Alex Burghart

An Oxford treasure trove

Oxford’s reverence for the Classics over the centuries is brilliantly celebrated by L.W.B Brockliss — who also imagines a glorious virtual future for the university

‘What distinguishes Cambridge from Oxford,’ wrote A.A. Milne in 1939,

is that nobody who has been to Cambridge feels impelled to write about it… [whereas] every Oxonian has at least one book about Oxford inside him… Oxford men will say that this shows what a much more inspiring place Oxford is, and Cambridge men will say that it shows how much less quickly Oxford men grow up.

The hefty and brilliant tome that has escaped from inside Professor Brockliss is very grown up indeed and, as a history of the university, greater than all those that have come before. (The previous, eight-volume account that inspired this one has many fine qualities, but accessibility is not one of them.)
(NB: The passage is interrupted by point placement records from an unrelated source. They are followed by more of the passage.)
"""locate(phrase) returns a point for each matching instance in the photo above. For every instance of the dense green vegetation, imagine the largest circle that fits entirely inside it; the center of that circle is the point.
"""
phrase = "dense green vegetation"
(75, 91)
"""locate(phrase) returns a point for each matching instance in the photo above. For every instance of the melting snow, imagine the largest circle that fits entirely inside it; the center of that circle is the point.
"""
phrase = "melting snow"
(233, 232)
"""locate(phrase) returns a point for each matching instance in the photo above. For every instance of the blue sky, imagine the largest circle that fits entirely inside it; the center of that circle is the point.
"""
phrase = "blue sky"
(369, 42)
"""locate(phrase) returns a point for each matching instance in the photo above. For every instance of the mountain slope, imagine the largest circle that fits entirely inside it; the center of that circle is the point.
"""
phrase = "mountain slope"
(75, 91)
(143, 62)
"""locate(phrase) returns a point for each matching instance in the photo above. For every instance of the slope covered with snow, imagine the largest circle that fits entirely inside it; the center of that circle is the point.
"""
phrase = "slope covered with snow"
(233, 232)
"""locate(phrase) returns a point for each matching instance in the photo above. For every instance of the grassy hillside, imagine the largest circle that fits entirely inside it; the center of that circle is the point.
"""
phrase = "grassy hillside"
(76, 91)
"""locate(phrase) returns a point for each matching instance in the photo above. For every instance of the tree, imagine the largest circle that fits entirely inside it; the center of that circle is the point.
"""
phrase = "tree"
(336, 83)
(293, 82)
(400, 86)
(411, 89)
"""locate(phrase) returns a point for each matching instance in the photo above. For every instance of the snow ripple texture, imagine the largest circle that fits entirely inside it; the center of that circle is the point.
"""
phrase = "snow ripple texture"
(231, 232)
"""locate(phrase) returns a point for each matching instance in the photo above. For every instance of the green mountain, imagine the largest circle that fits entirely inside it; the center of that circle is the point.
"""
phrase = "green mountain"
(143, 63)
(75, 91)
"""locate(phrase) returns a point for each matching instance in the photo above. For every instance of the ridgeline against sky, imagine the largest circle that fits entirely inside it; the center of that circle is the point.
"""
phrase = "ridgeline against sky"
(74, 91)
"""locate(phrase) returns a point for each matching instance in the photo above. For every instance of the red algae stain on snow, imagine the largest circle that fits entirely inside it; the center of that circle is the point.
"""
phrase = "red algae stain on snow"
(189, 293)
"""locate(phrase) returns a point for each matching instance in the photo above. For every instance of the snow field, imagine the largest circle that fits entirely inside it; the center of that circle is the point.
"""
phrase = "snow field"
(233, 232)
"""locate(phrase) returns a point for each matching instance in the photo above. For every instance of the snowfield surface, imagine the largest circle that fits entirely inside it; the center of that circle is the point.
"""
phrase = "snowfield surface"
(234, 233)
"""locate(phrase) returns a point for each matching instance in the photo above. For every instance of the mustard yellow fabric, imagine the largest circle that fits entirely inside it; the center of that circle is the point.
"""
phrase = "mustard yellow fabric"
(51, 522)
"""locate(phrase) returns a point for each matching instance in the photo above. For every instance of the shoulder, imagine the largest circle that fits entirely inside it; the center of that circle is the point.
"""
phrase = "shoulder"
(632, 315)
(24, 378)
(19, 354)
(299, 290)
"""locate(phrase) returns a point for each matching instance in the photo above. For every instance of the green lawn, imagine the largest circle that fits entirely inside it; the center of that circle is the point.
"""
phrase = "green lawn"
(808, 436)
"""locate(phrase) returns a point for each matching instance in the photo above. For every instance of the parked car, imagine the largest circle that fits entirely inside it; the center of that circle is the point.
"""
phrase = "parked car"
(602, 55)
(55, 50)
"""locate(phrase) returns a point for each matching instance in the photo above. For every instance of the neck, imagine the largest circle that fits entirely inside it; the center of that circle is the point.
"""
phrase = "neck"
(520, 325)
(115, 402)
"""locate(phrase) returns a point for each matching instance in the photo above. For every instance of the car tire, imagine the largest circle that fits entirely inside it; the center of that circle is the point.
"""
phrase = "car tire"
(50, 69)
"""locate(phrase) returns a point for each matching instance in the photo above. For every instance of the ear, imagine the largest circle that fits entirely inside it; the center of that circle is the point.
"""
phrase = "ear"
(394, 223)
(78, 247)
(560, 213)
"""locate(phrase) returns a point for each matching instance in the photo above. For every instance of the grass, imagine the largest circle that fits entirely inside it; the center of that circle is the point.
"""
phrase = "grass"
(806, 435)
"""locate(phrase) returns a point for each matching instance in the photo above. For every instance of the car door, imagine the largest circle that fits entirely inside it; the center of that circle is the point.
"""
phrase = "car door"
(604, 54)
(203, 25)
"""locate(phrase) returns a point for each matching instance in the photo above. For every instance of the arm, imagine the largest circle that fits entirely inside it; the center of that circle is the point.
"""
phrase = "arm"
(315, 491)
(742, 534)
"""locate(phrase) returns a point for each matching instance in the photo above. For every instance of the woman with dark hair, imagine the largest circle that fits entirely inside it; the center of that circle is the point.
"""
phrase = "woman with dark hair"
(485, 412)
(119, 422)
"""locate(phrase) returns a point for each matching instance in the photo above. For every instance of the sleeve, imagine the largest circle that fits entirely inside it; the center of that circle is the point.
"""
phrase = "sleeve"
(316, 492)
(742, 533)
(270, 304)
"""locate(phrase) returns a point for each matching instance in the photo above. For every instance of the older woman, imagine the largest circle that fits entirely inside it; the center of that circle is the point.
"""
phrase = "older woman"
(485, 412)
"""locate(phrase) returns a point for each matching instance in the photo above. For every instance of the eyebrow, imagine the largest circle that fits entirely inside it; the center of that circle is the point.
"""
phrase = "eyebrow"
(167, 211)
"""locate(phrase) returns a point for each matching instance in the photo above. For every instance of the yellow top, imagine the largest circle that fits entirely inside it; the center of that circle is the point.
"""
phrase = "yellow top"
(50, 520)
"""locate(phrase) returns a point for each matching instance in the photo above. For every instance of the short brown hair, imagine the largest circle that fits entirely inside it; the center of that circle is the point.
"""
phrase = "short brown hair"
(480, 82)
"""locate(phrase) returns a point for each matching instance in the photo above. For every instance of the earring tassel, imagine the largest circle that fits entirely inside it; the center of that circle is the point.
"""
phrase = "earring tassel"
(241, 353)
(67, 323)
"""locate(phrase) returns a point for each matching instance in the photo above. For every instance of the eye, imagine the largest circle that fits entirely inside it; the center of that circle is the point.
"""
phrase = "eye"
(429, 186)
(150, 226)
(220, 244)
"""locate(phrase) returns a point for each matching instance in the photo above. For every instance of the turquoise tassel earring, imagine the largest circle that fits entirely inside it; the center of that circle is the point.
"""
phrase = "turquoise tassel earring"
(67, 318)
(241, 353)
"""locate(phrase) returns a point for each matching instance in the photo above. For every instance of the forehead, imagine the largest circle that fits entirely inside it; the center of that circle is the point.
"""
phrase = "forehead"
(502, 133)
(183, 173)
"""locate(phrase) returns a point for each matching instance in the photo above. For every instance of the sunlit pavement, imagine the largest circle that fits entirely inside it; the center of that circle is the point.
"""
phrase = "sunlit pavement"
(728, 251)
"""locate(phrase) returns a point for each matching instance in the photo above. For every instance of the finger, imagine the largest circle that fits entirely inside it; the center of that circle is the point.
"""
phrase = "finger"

Brockliss is a rare hybrid of blues dark and light, having spent his formative years in the Fens before atoning for this sin by serving 32 years as a history don at Magdalen. He sets Oxford’s evolution squarely amid that of the European university at large — the developments of Paris, Bologna and the German schools — and places it within the necessary context of English political history. At the heart of his investigation is a near contradiction: that a university so fundamentally conservative and traditional has been able completely to re-invent itself several times over.

The medieval Catholic university, which morphed out of a collection of independent tutors renting rooms in the city, was effectively established in 1214 — like many great enterprises — by accident and after a fight. The Papal Bull settling a dispute between town and gown gave a distinct legal status to the students, their tutors and chancellor, which then came to underpin future collective action. Then, from the 13th century, benefactors seeking immortality established colleges guaranteeing provisions for scholars, formalising the rhythms of their lives and instituting another layer of independence from external interference.